まるでヤマト糊みたいに粘度が高くて味の薄いカスタードクリームや、やたらと香料の強いカスタード。クリームとパン生地のバランスが悪すぎるものもあれば、水でふやけたようなぐにゃぐにゃのパン生地もあった。

それでも、パン屋があればついふらふらと入ってはクリームパンを探し回っていたあの頃。
あまりに裏切られすぎて「もうクリームパンなんて信じない」と思ったり、「これもまたまずいんじゃないか」と怯えながらも義務感のようにクリームパンを手にとっていた。

そんな私がクリームパンを語るには、薄暗い飲み屋の片隅で煙草をふかす疲れた顔のあばずれみたいな風情がお似合いだ。
「いろんなクリームパンを見てきたのよね」
「次こそは、次こそはっていっつも期待しては裏切られてね」
「それでも毎回クリームパンに引っかかっちゃうんだから、あたしもバカな女だね」
「小洒落たお店の気取ったヤツほど食えないクリームパンでね」

あの頃一番好きだった、誠実かつ堅実なセブンのクリームパンは、もうなくなってしまった。
古いiPhone4Sの中は今でもクリームパンの写真でいっぱい。

世の中に、ラーメン好きの男性は多くいて、ラーメンを食べ歩いてブログをあげたり、体を壊すほどにラーメン二郎に通いつめたりする人もいる。
あの人達はラーメンに対してあばずれにならないのだろうか。
「またハズレかもしれない」と怯えながら暖簾をくぐったりしないのだろうか。
ラーメンはクリームパンに比べて当たりハズレが少ないの?
それともAKBなどのアイドルへの熱中具合のように、男の人は丸ごと信じて夢を抱き続けられるものなのかしら。
ラーメンが自分を裏切るはずがない、ラーメンが美味しくないと思うのは自分が悪い、なんていう風に。

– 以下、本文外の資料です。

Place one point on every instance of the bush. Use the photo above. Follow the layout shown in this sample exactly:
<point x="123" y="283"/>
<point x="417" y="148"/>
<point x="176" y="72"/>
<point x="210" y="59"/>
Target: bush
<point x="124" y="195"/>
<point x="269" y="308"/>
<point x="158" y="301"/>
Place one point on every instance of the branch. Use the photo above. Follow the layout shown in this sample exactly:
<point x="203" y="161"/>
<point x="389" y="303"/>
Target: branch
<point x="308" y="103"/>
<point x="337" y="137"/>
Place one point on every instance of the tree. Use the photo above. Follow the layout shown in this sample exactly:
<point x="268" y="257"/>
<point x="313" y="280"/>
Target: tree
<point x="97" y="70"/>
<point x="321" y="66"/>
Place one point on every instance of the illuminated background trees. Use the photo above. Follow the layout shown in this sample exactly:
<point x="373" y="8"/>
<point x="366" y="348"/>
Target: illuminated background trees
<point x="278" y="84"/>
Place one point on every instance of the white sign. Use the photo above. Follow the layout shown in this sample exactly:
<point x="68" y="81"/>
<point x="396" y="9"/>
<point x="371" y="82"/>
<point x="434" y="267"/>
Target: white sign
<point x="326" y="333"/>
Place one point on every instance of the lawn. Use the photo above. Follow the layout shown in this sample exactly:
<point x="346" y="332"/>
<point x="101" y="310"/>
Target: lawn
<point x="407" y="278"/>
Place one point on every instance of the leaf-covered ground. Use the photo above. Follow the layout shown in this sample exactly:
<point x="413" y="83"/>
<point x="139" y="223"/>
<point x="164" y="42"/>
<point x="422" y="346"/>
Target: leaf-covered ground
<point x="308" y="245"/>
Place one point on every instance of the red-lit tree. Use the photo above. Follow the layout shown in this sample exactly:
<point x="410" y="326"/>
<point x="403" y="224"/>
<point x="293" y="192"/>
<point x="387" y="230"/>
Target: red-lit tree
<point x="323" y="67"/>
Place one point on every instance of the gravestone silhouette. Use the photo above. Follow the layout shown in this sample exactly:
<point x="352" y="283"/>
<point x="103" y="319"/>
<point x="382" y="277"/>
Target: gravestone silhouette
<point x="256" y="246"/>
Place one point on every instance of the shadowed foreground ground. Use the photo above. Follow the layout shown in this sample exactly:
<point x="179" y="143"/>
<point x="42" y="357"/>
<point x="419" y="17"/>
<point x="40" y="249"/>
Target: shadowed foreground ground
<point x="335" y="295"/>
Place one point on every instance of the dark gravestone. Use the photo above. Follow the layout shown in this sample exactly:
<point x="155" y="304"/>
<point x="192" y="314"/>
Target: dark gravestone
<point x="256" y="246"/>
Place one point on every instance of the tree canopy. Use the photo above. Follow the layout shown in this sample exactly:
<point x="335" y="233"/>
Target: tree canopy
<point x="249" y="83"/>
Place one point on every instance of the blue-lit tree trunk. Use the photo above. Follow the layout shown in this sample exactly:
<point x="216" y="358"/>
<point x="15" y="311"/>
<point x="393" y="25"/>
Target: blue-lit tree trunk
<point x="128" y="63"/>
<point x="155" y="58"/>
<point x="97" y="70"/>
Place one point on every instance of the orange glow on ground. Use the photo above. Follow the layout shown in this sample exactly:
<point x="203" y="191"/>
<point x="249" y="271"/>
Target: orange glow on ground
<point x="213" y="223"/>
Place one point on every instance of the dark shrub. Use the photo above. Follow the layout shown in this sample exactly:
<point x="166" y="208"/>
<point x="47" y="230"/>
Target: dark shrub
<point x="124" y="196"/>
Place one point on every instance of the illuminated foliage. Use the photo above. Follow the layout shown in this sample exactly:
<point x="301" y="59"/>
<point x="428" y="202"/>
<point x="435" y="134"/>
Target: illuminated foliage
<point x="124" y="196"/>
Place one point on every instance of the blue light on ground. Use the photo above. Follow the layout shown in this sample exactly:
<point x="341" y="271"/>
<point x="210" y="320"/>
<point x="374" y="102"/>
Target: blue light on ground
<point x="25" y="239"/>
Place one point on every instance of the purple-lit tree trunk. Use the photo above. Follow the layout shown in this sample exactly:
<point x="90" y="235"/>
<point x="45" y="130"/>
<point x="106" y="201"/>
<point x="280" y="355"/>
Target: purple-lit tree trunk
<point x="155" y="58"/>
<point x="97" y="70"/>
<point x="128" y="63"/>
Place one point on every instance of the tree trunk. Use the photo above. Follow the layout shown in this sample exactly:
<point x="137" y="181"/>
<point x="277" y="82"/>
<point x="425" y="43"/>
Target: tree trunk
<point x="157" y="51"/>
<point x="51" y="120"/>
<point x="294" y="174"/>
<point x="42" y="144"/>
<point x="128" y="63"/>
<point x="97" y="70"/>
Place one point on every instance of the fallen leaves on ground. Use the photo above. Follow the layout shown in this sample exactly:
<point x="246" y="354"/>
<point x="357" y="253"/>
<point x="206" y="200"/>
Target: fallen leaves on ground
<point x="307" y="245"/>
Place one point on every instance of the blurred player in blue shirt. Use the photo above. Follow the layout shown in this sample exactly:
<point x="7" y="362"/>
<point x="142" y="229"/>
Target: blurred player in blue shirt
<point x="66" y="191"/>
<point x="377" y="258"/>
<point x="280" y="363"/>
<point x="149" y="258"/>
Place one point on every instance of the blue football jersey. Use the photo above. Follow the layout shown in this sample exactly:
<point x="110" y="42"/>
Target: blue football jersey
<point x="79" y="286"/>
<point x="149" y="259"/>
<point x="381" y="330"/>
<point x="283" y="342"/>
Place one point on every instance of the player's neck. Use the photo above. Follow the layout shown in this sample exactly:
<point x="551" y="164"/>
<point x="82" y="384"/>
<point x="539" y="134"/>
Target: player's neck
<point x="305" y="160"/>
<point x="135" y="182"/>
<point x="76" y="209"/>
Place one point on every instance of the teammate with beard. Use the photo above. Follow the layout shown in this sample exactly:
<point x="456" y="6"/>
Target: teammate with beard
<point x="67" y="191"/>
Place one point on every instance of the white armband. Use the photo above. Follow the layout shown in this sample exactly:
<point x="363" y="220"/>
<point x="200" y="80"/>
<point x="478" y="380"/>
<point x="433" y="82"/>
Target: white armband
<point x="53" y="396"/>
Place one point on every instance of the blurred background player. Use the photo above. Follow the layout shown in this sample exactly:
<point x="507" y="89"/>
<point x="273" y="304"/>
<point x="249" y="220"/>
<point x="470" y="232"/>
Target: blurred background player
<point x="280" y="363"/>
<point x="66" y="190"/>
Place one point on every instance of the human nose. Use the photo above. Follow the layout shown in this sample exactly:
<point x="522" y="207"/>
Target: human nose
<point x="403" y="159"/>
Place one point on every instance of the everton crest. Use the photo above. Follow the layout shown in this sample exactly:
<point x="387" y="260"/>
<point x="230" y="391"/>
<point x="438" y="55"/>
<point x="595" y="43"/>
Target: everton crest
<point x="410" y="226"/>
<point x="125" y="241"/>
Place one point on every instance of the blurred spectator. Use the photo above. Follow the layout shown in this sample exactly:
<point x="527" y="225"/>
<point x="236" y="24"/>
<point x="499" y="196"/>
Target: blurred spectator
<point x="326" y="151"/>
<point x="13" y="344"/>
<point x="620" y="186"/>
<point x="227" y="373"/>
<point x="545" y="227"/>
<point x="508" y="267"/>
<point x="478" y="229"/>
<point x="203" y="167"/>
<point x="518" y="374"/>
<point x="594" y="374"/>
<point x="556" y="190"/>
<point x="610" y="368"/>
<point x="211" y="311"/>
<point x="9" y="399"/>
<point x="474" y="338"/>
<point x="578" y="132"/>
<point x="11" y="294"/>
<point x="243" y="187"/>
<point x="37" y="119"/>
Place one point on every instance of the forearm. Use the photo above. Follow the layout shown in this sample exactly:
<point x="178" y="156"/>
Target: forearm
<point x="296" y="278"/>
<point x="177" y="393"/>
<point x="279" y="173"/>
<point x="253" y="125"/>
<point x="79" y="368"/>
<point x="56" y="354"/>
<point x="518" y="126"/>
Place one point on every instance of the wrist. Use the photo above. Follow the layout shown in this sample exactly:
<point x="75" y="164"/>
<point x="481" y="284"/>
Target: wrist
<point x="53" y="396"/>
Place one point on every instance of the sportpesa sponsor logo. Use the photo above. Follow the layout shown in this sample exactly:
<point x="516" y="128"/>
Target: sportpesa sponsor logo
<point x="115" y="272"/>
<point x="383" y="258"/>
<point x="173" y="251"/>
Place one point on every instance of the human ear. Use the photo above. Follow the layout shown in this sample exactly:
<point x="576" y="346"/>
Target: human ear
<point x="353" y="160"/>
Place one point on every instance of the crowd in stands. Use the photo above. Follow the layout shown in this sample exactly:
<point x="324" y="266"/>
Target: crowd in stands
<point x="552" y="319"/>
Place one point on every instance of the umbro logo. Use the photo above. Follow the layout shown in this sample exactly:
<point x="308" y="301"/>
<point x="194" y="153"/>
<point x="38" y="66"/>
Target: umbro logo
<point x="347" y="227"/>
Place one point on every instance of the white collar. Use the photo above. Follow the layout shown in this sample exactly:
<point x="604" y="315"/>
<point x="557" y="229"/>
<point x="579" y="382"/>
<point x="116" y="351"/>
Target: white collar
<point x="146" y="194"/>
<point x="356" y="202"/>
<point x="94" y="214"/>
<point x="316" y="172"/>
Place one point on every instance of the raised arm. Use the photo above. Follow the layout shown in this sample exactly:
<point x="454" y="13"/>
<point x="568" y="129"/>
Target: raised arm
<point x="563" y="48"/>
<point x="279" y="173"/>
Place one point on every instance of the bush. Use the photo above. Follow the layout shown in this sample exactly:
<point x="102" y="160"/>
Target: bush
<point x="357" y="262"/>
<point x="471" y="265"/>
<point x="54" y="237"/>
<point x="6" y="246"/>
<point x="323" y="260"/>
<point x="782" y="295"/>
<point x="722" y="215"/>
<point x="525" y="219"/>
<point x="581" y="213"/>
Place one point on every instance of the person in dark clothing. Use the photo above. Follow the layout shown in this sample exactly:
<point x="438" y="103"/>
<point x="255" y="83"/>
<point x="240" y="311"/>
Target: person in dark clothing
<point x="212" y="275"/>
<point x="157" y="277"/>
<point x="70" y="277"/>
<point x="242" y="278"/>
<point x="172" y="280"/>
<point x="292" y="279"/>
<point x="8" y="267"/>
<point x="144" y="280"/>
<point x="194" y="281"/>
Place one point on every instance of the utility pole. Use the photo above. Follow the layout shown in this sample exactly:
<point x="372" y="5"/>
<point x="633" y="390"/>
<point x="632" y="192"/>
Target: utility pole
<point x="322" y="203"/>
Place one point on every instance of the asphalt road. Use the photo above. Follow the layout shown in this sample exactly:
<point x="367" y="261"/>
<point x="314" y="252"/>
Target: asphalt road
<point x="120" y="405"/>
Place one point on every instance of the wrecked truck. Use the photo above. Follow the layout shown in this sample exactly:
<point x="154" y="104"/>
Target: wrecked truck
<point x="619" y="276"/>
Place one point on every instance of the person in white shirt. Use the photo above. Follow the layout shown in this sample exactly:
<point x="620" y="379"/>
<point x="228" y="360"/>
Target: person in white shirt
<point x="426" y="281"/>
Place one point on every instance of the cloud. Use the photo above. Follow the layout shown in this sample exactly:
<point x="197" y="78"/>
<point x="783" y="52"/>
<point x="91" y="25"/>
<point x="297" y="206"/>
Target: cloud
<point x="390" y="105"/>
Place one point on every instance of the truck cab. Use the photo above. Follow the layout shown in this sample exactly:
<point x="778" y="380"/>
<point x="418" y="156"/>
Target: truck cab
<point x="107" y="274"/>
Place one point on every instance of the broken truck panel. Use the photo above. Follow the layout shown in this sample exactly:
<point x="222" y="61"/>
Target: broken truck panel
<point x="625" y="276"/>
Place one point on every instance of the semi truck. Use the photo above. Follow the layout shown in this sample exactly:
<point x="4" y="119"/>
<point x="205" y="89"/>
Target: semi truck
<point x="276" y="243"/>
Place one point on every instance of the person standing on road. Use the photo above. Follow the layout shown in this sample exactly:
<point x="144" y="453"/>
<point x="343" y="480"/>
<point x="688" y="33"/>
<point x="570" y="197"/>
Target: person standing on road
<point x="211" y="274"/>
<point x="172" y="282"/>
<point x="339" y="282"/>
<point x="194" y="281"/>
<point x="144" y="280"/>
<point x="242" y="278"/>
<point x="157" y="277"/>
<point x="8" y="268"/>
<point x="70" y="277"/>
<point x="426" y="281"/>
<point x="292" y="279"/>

今朝、会社の近所の裏道にまるでたばこ屋みたいな見た目のパン屋があって、本当に久々にクリームパンを手にとった。
別れた男に会った時みたいなきまずさで。
「また傷つくかもしれないよ」と自分に言い聞かせつつ。

外側のパンは給食のコッペパンみたいで照りのない、地味な見た目。
怯えながらかじったクリームは癖のない、普通のクリームパン。
普通のクリームパン!

私、まだ普通のクリームパンに出会えるんだ…。
そんな風に恐る恐る喜ぶ、私は正真正銘クリームパンのあばずれ。